Audiobook platform Audible is launching a $5m (£3.89m) transatlantic theatre grant in order to "further its commitment to supporting emerging talent" in the creative arts.
Working with an advisory board of playwrights and actors, including Sir Tom Stoppard and Annette Bening, Audible will dedicate the $5m fund to commissioning and developing English-language works by emerging playwrights around the world.
The fund will support the creation of one and two-person audio plays driven by language and voice, in keeping with Audible’s core commitment to "elevating listening experiences through powerful performances of well-composed words". Audible is to start soliciting submissions for fund grants "immediately".
Andy Gaies, Audible’s chief content officer, said: “For two decades, Audible has embraced, celebrated and worked to elevate the artful performance of well-composed words. Today we extend that commitment to the world of theater, and to talented playwrights whose words ought to be heard in performance by gifted actors.”
Over the next three years, Audible will work with drama schools and theatre professionals as part of its drive to seek out and support the development of emerging and existing theatre talent.
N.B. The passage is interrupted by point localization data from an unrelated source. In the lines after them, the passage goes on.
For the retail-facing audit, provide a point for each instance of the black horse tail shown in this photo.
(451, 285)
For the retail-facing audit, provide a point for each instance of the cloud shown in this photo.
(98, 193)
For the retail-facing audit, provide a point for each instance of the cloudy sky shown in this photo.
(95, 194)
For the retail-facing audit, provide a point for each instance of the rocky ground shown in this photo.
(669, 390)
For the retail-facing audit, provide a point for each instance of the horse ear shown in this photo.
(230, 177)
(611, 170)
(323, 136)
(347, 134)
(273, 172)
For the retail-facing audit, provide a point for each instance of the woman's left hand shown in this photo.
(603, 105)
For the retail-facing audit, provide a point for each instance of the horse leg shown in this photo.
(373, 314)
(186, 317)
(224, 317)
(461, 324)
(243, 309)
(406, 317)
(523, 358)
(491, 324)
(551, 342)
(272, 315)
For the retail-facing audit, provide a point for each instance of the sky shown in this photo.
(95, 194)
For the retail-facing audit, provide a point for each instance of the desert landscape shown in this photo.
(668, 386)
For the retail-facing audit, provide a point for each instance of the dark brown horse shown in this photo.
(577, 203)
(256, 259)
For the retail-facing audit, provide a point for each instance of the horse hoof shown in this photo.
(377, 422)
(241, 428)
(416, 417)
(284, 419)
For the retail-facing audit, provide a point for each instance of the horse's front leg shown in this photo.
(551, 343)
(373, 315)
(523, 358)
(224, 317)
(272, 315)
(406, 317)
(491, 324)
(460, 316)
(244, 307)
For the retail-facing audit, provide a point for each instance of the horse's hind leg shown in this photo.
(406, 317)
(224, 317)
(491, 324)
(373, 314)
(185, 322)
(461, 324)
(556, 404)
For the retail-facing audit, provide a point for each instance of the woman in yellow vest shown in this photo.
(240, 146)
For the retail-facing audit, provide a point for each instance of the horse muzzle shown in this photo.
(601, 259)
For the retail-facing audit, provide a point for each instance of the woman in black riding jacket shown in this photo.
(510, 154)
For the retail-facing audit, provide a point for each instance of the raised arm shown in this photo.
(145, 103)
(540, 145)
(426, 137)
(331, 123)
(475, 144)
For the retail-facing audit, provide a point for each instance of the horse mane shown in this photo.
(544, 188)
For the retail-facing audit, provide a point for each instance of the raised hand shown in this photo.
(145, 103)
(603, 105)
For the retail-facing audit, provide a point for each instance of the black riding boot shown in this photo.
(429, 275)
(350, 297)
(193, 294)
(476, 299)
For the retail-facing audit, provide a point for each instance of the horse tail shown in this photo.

Beyond support for playwrights, the fund will sustain live and in-studio production of the newly created plays. The new initiative will offer established and new playwrights the opportunity to be heard by millions of Audible listeners at a time when both playwrights and theatre companies "increasingly rely upon funding for the arts", a spokesperson said.
Audible will select recipients for grants in collaboration with an advisory board of distinguished talent in the theatre world, including playwrights Sir Tom Stoppard, David Henry Hwang and Lynn Nottage, artistic director Oskar Eustis, actress Annette Bening, and director Leigh Silverman.
Stoppard said: “Audible’s innovative proposal to commission original work for one voice or two voices for both stage and recording studio is welcome news in hard times for arts funding, and it puts the writer at the heart of things."
Silverman added: “This program will expand how audiences view one-person shows. In a solo show the drama unfolds between the story the character intends to be telling and the actual story he or she is telling.”